The first TRAVELinc Memo in 2018 will be Tuesday 19 January.
Debbie Christian, manager and cruise consultant at Lets Cruise, expects continuing growth of cruise worldwide as a holiday of choice.
‘We still see the ‘new to cruise’ market growing locally and the ‘frequent floaters’ being more adventurous and searching for interesting destinations.’
Tim Malone, the owner of House of Travel in Albany, says people are certainly spending more on travel, taking more frequent trips away and seeking more complicated and adventurous journeys.
‘Pressure is on margin but the travel spend is certainly there. Happy days…’
Christchurch-based Victoria Wales of HOT Events says the focus for the company in the first half of the year is ‘naturally’ the Commonwealth games in the Gold Coast.
‘Then it is back to one of our favourite places in the middle of winter – Hawaii.’
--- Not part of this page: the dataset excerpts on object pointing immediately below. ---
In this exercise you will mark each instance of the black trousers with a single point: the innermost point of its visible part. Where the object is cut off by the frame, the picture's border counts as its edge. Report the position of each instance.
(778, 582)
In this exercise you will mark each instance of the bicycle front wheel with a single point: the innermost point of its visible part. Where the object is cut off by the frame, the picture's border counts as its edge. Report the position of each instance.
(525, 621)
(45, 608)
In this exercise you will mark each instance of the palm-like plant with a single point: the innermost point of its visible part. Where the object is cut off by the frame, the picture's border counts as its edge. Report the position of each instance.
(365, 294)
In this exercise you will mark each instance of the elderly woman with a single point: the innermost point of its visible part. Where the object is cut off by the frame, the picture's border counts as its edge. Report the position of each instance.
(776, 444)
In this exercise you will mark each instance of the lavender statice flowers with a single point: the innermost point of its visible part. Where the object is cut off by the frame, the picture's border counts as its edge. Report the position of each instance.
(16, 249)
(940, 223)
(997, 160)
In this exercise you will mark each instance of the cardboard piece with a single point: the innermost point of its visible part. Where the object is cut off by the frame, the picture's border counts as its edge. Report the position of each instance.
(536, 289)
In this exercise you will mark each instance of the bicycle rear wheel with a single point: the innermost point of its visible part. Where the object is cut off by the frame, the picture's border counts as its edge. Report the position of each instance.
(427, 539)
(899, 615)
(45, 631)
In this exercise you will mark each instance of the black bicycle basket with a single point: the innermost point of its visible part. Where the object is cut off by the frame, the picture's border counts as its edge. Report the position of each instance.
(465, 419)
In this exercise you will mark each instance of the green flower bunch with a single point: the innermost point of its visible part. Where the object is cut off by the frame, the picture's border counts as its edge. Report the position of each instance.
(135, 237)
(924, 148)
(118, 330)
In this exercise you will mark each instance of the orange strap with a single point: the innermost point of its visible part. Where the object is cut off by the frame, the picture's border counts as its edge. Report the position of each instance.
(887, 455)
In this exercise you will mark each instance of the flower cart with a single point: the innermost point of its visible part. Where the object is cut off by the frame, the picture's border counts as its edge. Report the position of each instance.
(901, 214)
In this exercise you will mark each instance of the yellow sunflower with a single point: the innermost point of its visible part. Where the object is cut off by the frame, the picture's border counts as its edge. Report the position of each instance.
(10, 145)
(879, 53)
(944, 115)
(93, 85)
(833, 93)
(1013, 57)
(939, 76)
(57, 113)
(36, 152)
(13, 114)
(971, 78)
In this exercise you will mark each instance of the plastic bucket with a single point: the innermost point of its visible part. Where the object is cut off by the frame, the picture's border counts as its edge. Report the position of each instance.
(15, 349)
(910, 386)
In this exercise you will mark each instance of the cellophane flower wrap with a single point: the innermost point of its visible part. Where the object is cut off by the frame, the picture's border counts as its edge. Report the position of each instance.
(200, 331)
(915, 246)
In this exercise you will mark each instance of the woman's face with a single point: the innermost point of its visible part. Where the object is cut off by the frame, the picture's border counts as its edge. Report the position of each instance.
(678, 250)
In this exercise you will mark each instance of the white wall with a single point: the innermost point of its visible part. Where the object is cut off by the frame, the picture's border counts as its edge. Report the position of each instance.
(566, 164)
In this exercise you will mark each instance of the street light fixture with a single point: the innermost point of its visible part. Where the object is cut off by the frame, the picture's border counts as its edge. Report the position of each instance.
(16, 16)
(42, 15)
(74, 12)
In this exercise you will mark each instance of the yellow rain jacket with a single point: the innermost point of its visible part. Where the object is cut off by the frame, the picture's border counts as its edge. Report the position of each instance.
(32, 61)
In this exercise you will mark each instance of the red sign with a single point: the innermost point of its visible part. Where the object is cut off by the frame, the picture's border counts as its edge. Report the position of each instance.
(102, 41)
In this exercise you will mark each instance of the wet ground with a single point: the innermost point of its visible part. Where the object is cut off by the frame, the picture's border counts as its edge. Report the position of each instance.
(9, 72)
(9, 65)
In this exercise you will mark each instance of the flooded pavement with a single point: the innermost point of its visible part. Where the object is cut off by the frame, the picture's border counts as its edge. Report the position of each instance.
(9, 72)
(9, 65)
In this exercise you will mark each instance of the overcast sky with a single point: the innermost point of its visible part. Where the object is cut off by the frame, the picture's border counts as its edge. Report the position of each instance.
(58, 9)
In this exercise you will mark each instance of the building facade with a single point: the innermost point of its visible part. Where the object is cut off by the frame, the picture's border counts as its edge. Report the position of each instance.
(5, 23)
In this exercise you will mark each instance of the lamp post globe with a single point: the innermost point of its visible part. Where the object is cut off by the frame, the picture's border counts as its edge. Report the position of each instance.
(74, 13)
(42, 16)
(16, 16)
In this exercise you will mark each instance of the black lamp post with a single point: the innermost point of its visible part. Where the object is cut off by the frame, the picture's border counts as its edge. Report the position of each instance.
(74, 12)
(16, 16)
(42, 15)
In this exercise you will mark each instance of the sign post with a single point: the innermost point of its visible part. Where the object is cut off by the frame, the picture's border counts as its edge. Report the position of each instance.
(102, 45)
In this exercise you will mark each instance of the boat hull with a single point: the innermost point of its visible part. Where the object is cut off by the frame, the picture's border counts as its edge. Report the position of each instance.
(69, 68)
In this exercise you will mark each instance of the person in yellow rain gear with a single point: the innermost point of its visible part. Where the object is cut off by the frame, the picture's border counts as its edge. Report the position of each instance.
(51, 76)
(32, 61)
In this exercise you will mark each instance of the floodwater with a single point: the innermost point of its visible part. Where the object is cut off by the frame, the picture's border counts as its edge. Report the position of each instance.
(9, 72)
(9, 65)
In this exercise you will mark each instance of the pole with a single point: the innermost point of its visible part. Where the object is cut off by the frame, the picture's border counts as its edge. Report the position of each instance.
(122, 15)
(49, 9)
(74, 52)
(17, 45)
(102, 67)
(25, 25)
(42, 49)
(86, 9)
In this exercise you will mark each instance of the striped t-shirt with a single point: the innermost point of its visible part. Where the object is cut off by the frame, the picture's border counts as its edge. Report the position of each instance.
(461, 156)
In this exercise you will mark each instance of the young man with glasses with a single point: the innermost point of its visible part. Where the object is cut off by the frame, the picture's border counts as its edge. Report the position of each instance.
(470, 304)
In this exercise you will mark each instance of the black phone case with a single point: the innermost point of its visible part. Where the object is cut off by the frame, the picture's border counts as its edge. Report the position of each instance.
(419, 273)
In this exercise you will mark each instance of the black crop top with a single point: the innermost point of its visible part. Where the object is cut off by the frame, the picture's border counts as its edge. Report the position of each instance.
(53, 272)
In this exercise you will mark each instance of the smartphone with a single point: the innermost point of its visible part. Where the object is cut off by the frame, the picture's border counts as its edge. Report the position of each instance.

Wales says there is a trend back to Southeast Asia – the likes of Bali and Saigon.
‘Melbourne is always a firm favourite with clients wanting to combine their conference or incentive with a sporting event in this great city. We have also noticed an increase in domestic travel to the likes of Queenstown taking over as a destination of choice for a ‘short haul’ trip.’
Grant Bevin, managing director of Business World Travel, says the business travel sector will likely retain the 2017 levels.
‘But I predict that corporate clients won’t increase their business travel expenditure – business confidence in the new Government isn’t showing signs of improving. As long as levels remain consistent year on year though the TMC (travel management company) sector will retain its good shape’.
Timaru-based member of NZ Travel Brokers, Nicola Sorenson, says the release of some very cheap UK – Europe early bird airfares has kept her on her toes for 2018 travel.
‘I have seen an increase in tailor-made holidays for those clients returning to Europe for the second or third time.’
Brent Thomas, House of Travel’s commercial director says more and more customers enquiring about travelling via train.
‘We expect this to continue as a popular experience in 2018 as well. Luxury train travel through destinations such as North America on the Rocky Mountaineer or Australia on The Ghan are top picks to allow customers to explore areas outside of the main tourist hubs.
‘Cruise is also a big focus for 2018, with an increased trend in customers booking river cruises through Europe and expedition cruises to Antarctica or the Galapagos Islands. Ocean cruising will remain popular with more cruise liners adding New Zealand ports to their itineraries.’
David Libeau, general manager marketing at helloworld, says the company expects to see continued strong growth in the cruise segment, particularly European ocean and river cruising.
‘Alaska cruises are also seeing a resurgence in interest from New York , Japan and Croatia. Of course the Pacific Islands, Hawaii, Queensland and Bali will remain hot favorites for shorter winter holiday getaways.’
Dunedin-based Denise Holmes of Travel Partners says a huge number of the company’s forward bookings are for Europe, with some very interesting old destinations coming back into focus – Portugal, Corsica, Sardinia, Sicily and Malta.
‘Culinary tours, local markets, cooking classes, local food experiences – this is what everybody has been asking for, which is great as they also get to experience a little of the local culture.
‘In terms of hot destinations, Vietnam is still very popular and Japan is generating lots of interest, especially with the World Cup coming up in 2019.’
John Willson, general manager retail First Travel Group says FTG is looking towards 2018 enthusiastically.
‘We will be entering into our third year with the retail brand YOU Travel, which is growing well as the brand gains recognition. Now that FTG has a good settled platform with its retail and corporate members, we will be leveraging that advantage with the varying product offerings throughout the 2018 year.’
Keith Sumner, of Gilpin Travel, says 2018 will see further consolidation in the NZ travel industry.
‘There will be fewer corporate TMCs competing for the business, the margins will be static with suppliers rewarding performers individually over and above the rest of the herd.’